Lo anterior se entiende
al precisar otra consideración: el ser es lenguaje. Heidegger,
como tantos otros, leyó esto cuando confirió un papel
esencial al lenguaje. Aquí hay que remitir a la fuente directa,
etimológica en la medida de lo posible, de lo esencial en cuanto
referencia directa del ser mismo, del esse latino. Toda significación
tiene lugar en el mundo previo, en la posición de aquel que
construye significación en tal mundo, que se traduce fundamentalmente
como lenguaje. Lenguaje y ser, pues, son coordenadas de un solo cuerpo
que no puede desgajarse.
Sin embargo, en el
ser la palabra no sólo funge como horizonte de posibilidad
ontológica de todos sus fundamentos, sino también como
límite absoluto de los mismos. No hay hombre más allá
de la palabra. Esto tiene otra implicación: la palabra no existe
sino en un circuito que, además de significante y significado,
es abierto a la interlocución, cumpliendo así labores
de comunicación: remite, pues, a la escucha que ofrece el horizonte
de la intersubjetividad. El ser, en este sentido, es básicamente
intersubjetivo y, por ello mismo heterogéneo. De suerte tal
que la diversidad es el elemento constitutivo esencial de todo, y
la palabra, unificadora, no borra este diferencial estado sino que
lo anima. Palabra es Ser y éste es heterogeneidad. No simple
identidad, sino fisura de toda identidad ante la emergencia de la
diferencia plural. De suyo se comprende que el trabajo sobre el vértice
del lenguaje apunta a las consideraciones de intersubjetividad, y
a partir de éstas accede a un planteamiento mayor que es, de
una forma indirecta, exégesis en torno a lo que ya Aristóteles
- afirmado siglos más tarde por Tomás de Aquino- reconoció
como el problema ontológico fundamental: la pregunta que interroga
por el ser en cuanto tal.
Admitiendo lo anterior
se acusaría inmediatamente que la poesía es siempre
una pregunta por el ser. Su forma de objetivarse es en sí ontológica,
pero su nivel no es unívoco por cuanto no expresa siempre de
forma inmediata una interrogación por el ser. Más certero
es suponer que la poesía implica, en cuanto a su naturaleza
lingüística, una doble naturaleza en las cuestiones que
expresa, encierra, delimita y alumbra, a saber: una determinación
ontológica dada una pregunta directa por el ser, o por algún
fundamento concreto de éste, por un lado; y un aire óntico
en cuanto se mueve en los dominios concretos del ser, del ser como
ser de los entes. Más aún: oscila siempre la poesía
entre recovecos ontológicos y ónticos porque - para
emplear la noción de Heidegger- es una forma de ser del
"ser-ahí".
Complementariamente,
la poesía es ontológica por resolver en su seno la heterogeneidad
del ser. La poesía surge en un proceso disensual respecto del
lenguaje. Su operación no se limita a lo comunicativo ni a
la significación. Fundamentalmente creativa, la poesía
dispone la más enérgica multiplicidad de lenguajes para
su propia acción que es reconocimiento pleno de lo diverso
y lo distinto. Contra la dialéctica del Yo, del Ser como Uno,
la poesía se rebela, revelando con ello su condición
de potencia en detrimento de toda unidimensionalidad. Nada más
relativo que ella y, en consecuencia, nada más relativizador.

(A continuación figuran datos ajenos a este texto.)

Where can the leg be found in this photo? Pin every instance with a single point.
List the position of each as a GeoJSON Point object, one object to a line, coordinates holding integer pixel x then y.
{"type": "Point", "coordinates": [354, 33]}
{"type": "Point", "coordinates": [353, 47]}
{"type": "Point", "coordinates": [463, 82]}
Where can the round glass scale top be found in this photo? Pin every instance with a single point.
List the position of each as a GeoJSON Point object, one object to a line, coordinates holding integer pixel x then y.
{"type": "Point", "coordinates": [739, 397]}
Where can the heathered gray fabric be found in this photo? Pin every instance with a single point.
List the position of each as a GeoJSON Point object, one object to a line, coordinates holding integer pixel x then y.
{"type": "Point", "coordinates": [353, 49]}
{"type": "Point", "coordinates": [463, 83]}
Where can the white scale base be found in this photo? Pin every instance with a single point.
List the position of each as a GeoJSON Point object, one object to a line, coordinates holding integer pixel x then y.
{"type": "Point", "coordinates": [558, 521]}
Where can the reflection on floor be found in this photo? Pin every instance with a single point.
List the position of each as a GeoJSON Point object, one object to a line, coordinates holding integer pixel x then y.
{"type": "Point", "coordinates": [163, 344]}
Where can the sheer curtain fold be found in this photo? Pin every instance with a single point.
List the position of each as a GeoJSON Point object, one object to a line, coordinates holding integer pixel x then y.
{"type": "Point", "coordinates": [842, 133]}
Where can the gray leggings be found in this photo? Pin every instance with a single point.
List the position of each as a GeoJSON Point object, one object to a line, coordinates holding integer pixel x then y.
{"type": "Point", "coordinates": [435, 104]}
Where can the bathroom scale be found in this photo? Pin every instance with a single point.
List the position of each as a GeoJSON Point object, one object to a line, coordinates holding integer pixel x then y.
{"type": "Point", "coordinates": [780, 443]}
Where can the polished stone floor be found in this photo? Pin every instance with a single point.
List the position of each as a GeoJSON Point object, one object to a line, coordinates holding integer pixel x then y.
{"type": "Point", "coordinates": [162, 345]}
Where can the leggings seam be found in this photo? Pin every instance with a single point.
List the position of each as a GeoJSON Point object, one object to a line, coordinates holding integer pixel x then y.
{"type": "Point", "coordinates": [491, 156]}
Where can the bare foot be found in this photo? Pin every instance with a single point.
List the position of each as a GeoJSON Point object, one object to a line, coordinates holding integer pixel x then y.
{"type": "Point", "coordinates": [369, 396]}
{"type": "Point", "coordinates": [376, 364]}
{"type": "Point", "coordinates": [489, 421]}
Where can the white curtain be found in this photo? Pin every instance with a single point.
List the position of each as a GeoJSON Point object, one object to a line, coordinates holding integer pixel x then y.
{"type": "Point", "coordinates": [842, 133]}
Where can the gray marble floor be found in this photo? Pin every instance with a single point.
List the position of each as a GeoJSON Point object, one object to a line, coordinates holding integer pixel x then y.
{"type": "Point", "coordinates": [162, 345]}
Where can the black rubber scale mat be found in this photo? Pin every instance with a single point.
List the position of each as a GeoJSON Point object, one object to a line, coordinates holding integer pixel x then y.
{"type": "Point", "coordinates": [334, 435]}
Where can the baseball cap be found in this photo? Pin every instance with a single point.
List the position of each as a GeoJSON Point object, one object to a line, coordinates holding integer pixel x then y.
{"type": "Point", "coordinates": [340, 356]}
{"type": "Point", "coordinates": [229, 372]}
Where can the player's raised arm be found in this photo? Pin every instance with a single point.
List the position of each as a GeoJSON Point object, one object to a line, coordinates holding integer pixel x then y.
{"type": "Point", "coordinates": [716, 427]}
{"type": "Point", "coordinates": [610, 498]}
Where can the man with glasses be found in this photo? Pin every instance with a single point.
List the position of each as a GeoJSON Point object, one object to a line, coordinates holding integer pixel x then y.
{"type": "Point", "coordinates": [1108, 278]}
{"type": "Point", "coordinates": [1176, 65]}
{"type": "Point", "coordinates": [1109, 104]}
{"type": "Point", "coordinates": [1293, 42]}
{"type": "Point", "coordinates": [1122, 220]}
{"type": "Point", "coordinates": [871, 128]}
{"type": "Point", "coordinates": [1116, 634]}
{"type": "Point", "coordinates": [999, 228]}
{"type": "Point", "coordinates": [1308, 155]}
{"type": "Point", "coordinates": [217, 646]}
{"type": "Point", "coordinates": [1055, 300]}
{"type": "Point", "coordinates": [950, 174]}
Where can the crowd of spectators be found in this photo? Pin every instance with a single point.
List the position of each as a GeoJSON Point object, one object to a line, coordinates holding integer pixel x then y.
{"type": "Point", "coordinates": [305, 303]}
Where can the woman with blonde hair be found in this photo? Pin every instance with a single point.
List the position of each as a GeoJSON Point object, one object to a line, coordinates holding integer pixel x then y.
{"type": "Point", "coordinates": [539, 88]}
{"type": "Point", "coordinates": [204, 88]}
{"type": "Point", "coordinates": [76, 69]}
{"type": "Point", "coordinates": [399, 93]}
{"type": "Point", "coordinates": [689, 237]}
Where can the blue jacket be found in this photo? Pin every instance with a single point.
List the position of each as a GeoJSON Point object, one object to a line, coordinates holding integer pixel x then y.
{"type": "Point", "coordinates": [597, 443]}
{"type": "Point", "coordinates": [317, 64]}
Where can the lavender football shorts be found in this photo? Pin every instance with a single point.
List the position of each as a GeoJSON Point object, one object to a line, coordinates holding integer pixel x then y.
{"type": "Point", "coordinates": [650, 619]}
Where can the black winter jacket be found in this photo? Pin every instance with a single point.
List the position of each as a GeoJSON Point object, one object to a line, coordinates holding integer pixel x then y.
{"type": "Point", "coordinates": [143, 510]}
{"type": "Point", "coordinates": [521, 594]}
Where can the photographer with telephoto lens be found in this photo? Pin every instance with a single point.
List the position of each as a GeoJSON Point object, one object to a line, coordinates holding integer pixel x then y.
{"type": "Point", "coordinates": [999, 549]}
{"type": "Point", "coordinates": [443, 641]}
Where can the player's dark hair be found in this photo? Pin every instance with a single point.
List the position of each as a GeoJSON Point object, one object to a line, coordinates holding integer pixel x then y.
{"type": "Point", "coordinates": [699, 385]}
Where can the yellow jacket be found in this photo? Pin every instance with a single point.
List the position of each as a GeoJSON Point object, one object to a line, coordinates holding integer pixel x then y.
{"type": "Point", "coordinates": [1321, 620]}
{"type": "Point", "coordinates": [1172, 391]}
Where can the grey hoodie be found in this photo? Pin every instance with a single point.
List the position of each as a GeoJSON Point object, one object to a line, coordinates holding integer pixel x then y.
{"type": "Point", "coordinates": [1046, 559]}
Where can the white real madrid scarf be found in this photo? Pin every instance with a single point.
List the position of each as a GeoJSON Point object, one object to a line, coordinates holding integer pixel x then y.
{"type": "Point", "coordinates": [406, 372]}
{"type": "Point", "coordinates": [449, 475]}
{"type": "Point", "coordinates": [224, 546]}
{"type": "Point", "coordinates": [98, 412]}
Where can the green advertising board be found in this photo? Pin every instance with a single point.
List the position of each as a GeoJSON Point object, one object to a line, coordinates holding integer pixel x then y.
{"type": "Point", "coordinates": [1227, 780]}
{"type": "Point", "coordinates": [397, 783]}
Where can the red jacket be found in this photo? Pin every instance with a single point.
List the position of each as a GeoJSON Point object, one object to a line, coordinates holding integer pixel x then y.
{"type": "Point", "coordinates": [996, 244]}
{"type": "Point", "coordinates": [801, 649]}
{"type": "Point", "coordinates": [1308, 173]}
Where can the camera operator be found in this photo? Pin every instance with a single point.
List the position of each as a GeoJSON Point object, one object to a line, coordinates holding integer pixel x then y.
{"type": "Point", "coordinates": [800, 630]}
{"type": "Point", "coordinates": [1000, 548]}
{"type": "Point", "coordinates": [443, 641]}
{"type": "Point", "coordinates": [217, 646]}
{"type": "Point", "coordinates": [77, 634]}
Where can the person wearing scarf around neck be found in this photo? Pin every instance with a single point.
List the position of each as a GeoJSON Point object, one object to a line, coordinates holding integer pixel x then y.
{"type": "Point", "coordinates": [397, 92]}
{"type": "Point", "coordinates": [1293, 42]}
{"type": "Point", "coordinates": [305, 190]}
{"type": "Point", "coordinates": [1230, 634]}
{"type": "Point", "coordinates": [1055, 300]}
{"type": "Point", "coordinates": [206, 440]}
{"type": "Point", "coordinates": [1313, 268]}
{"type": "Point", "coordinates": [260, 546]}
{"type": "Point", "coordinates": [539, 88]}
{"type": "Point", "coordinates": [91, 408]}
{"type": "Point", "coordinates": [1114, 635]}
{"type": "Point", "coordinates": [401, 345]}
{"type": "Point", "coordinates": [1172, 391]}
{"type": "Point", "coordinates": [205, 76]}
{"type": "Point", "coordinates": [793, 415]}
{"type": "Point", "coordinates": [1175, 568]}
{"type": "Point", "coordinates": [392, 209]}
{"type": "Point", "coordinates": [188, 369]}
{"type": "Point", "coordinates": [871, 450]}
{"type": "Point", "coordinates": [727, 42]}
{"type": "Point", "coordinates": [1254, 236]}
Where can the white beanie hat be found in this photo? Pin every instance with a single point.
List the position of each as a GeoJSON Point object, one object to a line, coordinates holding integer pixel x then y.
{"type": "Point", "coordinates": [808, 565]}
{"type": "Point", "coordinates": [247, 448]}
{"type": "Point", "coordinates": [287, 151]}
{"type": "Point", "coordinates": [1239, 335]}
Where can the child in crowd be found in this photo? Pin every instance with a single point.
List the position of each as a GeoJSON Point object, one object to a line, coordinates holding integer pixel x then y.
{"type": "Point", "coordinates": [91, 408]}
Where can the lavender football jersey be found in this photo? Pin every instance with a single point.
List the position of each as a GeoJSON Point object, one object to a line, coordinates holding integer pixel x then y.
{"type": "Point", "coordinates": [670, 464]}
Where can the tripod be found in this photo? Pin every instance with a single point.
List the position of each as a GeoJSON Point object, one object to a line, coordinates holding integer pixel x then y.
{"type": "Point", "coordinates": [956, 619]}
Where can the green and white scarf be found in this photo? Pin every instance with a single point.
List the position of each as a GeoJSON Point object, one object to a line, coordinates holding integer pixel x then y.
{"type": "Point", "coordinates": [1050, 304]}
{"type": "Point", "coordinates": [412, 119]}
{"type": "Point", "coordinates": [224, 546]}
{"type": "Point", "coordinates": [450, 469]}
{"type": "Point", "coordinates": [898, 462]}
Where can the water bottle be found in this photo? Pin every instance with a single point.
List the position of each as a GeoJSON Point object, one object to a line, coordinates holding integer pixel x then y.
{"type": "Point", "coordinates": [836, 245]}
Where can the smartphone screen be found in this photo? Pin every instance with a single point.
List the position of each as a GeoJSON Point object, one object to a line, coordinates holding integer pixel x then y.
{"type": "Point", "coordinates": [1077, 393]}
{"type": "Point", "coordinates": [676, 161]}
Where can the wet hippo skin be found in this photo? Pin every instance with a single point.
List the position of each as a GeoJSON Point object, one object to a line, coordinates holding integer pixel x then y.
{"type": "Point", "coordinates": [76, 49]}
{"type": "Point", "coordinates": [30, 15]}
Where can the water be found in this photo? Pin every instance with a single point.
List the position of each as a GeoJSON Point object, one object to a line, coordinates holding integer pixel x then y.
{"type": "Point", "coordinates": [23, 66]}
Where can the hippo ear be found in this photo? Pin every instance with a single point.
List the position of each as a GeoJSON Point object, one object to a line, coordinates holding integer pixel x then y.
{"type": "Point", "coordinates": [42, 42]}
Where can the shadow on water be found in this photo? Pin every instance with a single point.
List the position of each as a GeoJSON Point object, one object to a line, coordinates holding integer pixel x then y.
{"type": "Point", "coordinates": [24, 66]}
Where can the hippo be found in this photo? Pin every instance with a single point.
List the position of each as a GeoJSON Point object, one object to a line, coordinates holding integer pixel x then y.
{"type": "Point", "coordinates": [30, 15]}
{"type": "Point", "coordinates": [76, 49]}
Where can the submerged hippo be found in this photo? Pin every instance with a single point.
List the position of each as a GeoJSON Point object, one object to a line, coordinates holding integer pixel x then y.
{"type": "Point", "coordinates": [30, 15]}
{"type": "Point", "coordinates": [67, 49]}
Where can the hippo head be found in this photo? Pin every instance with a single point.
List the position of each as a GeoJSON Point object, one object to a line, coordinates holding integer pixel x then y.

Es decir, la poesía es el elemento radicalmente antitético
de toda homologación. La creación poética, al
pasar como deconstrucción de la homogeneidad, es impulso de
toda divergencia. En el seno de la comunidad de comunicación
- elemento de posibilidad de ser de todo lenguaje, y así condición
sine qua non del ser mismo -, la poesía es fundamento
de la crítica a todo consenso constituido. Lo anterior no se
debe a alguna resistencia que la poesía ejerza respecto de
los procesos de validez y legitimación desde el conocimiento,
únicamente testimonia - a la vez que exige activamente- que
éstos sean dinámicos, que jamás lleguen a ser
procesos cerrados. Con esto, la poesía se dispone como elemento
de toda crítica. Y llevando esto a su acento más elevado,
puede decirse que la poesía es crítica o llanamente
sólo es una forma literaria específica (soneto, elegía,
etcétera).
Por otra parte, si
la poesía es crítica y es ontológica debe descubrir
un problema inmanente: ¿Cómo realizar una pregunta - directa
o indirecta- por el ser sin presuponerlo en términos de totalidad?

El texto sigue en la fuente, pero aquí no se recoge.